Как-то после этой истории она ушла из круга моей информации. Тем более, что успела поссориться с моей женой, не помню уж в связи с чем, но достаточно серьезно, с некоторым скандалом. Ну, и перестала приходить. А у меня начались такие времена на работе в связи с моими цифрами по количеству горящего на факелах газа, что и не передохнешь. То меня увольняют с работы, то комиссия из Миннефтепрома вынуждена со мной соглашаться, то у меня поручение от обкома партии по проведению измерений по всему региону. А там Перестройка, я участвую в учредительной конференции Демплатформы, организую в городе партклуб, меня выбирают председателем Совета Трудового Коллектива нашей конторы. В общем, "хватай мешки - вокзал отходит". А Лика с мужем, сколько я знал, уехали в Москву.

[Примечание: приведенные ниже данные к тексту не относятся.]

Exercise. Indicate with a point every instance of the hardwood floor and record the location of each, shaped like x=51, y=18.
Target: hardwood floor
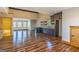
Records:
x=35, y=43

Для очистки совести скажу, что может быть и намного более романтический взгляд на пребывание Лики в нашем нефтяном городе. Вот ссылка на
текст моего хорошего многолетнего знакомого Игоря Кириллова. Тут, как увидите, все более пафосно и духовно. Ну, я уже отмечал, что у меня на голове эти шишки - романтики, восторга и вообще воспарения развиты крайне слабо. Я, наверное, отбыл свой период духовной приподнятости еще в 60-х.
Во времена повышенной гласности и полной демократизации у меня появились новые друзья из редакции районной газеты "Ленинское знамя", где я печатал статьи об защите окружающей среды, о программе Демплатформы, а какое-то время даже вел на общественных началах рубрику "Рецепты Анжелы" с рекомендациями о том, что можно приготовить из продуктов, еще встречавшихся в магазинах. Одна из журналисток, милая толстушка Наташа, рассказала мне о своей дружбе с уехавшей Ликой и в том числе о тоже совершенной безумной приключившейся с ней истории. Будто бы так, что сидели они у Наташи в ее квартирке в 5-м микрорайоне, ну, выпили, конечно. Гостья вдруг засобиралась домой. А на следующий день с дрожью в голосе сообщила, что недалеко от Натиного дома она в темноте свалилась в снежную яму. Там обнаружился некоторый гражданин, упавший туда же раньше нее. Он сразу объяснил, что выбраться не удастся. Он уже пробовал. Потом предложил, что он встанет товарке по несчастью на плечи, вылезет и потом поможет выбраться ей. Так они и сделали. Однако коллега по несчастью выбравшись отряхнул снег и быстро пошагал, наверное, к себе домой. А Лика осталась в яме и вытащили ее уже много позже какие-то припоздавшие прохожие.
На этом всякое веселье заканчивается, потому, что следующим сообщением, дошедшим до меня из Москвы, было то, что Лика умерла. Запущенный рак легких. Умерла, как мне сказали, быстро, мало мучилась, но умерла. Ну, что тут скажешь? На нее, конечно, похоже, что она регулярные проверки никогда и не делала. Ну, много кто умер. Земфиры тоже уже нет.
Вот, кроме анекдотов и вспомнить, в общем, почти нечего. А ведь была очень талантливая девочка. Стихи, надежды ... . Но тут пожалуй ничего и не добавишь к словам Некрасова: "Не предавайтесь особой унылости. Случай предвиденный, чуть не желательный ...". Ну, а лучше всего о людях, талант которых губят невезуха и богемный образ жизни писал, конечно, Мюрже:
"Богема - это испытательная пора в жизни всякого художника; это предисловие к Академии, к больнице и к моргу".